With Halloween coming up tomorrow, the Hubble Space Telescope team is celebrating by releasing a new Hubble image showing the dark cobwebs of galaxy cluster Abell 611. Located an incredible 3.2 billion light-years away, this view shows hundreds of galaxies that are bound together by gravity into one enormous structure.
Taken using Hubble’s Advanced Camera for Surveys and Wide Field Camera 3 instruments, the image combines both visible light and infrared observations.
This particular cluster is a favorite target for astronomers in their search to understand a spooky substance: dark matter. A big question in cosmology is why large structures like Abell 611 don’t fly apart, as they don’t seem to contain enough mass to hold themselves together with gravity. The leading explanation is that they do in fact contain much more mass than we can see, and this hypothetical unseen mass is referred to as dark matter.
However, searching for dark matter has proven extremely difficult. Dark matter does not interact with light, making it invisible, and it has never been directly detected. Cosmologists aren’t even sure what form dark matter might take, though many believe it is likely a particle of some kind. Even though we can’t see it directly, its effects on the universe are clear. As well as in places like Abell 611, we see similar effects on a large cosmic scale, in which more mass is required to explain the behavior of galaxies than we can observe.

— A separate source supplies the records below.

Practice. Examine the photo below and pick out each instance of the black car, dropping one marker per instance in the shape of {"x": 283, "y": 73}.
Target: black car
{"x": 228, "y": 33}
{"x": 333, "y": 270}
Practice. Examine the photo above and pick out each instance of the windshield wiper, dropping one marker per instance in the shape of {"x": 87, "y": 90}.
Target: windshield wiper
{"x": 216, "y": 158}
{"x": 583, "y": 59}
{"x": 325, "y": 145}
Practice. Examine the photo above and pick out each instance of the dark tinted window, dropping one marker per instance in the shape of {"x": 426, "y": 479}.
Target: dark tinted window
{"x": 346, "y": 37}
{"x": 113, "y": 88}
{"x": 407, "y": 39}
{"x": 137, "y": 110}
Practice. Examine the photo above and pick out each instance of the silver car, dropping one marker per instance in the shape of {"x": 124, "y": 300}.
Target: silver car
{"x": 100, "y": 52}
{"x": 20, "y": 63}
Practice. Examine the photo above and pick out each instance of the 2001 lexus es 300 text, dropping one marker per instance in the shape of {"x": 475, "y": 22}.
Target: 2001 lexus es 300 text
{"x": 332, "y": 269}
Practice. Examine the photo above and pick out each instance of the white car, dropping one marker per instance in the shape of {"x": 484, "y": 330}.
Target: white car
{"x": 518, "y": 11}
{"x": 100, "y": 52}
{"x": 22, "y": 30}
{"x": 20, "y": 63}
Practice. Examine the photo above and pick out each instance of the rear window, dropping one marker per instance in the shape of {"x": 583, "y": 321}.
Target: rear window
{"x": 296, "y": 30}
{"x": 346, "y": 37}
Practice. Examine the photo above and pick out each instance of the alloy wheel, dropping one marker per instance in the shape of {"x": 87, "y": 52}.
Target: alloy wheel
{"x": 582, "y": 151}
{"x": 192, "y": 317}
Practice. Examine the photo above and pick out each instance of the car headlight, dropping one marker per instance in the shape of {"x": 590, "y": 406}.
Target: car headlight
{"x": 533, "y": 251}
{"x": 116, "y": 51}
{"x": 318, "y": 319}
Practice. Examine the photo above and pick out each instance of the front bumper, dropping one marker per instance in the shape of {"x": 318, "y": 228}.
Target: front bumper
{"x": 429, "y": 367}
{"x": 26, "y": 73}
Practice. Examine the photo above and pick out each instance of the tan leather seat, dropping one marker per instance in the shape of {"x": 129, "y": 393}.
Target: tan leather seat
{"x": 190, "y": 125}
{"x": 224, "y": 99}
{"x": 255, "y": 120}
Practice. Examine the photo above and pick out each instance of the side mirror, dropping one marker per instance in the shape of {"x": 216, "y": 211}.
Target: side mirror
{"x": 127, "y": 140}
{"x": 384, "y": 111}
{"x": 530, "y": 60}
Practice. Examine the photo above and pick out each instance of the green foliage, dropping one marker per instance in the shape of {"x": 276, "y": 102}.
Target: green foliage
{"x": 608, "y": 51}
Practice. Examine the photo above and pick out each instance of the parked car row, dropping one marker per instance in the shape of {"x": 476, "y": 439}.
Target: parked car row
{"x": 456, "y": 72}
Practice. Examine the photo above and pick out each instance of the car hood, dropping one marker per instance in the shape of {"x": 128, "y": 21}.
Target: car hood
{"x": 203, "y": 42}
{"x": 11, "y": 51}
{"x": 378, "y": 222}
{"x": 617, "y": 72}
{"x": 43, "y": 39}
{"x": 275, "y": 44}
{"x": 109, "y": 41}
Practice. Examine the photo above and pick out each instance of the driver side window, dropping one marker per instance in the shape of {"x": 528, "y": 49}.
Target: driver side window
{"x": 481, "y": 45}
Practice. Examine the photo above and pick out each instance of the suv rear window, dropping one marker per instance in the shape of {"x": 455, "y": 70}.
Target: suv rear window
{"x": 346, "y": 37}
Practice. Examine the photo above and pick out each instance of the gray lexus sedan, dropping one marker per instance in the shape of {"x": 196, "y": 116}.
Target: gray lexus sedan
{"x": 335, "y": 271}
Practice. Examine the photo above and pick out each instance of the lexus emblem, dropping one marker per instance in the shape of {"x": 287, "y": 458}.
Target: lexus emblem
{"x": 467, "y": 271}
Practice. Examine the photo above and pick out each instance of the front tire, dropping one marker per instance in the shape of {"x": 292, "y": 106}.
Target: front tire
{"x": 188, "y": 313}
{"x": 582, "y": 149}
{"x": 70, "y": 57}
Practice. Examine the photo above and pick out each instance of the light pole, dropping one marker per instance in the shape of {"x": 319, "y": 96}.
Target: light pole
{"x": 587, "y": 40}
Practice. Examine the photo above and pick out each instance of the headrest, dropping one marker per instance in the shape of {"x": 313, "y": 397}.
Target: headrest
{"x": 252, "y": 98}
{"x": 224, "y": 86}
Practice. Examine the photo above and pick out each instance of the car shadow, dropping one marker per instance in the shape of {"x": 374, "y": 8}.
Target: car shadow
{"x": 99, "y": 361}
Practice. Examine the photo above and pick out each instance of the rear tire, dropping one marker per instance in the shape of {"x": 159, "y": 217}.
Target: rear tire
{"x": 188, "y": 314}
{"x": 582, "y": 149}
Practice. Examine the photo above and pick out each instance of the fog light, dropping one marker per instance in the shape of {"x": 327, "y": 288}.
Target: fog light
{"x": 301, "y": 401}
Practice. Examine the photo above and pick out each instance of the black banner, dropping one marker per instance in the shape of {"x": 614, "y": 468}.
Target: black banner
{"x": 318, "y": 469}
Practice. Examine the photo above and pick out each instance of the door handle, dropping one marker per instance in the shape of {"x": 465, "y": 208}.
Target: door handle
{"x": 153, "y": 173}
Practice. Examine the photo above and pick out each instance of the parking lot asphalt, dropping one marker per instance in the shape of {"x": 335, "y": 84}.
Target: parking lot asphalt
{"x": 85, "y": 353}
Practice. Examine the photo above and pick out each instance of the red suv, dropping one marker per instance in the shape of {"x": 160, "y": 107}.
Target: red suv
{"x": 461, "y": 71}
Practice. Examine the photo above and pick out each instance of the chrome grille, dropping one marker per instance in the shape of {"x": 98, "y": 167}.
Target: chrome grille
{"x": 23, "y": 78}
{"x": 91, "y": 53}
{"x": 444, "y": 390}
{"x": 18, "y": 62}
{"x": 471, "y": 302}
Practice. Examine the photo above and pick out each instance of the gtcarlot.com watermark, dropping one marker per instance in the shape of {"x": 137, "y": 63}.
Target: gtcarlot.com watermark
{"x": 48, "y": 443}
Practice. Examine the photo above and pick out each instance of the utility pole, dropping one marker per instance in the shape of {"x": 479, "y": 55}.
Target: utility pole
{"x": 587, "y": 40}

Abell 611 is particularly useful for studying dark matter, because it has so many massive galaxies appearing close together that it demonstrates many examples of a phenomenon called gravitational lensing. This is where one massive object sits in front of another from our point of view, and the gravity of that intermediate object is so great that it bends spacetime, changing the appearance of the light coming from the background object. This is useful, as the intermediate object can act like a magnifying glass, bending the light from the further away galaxy and letting us see extremely distant objects.
You can see an example of this gravitational lensing in the middle of the image, where light from the galaxy to the left of the center has been smeared out into an arc shape by the mass of the galaxy cluster. As well as helping us see distant objects, the degree of lensing can also be used to work out the mass of the objects involved. When calculated this way, the mass of the cluster is far higher than the observed mass would suggest, supporting the idea that there must be some other unseen material, such as dark matter, filling up the cluster.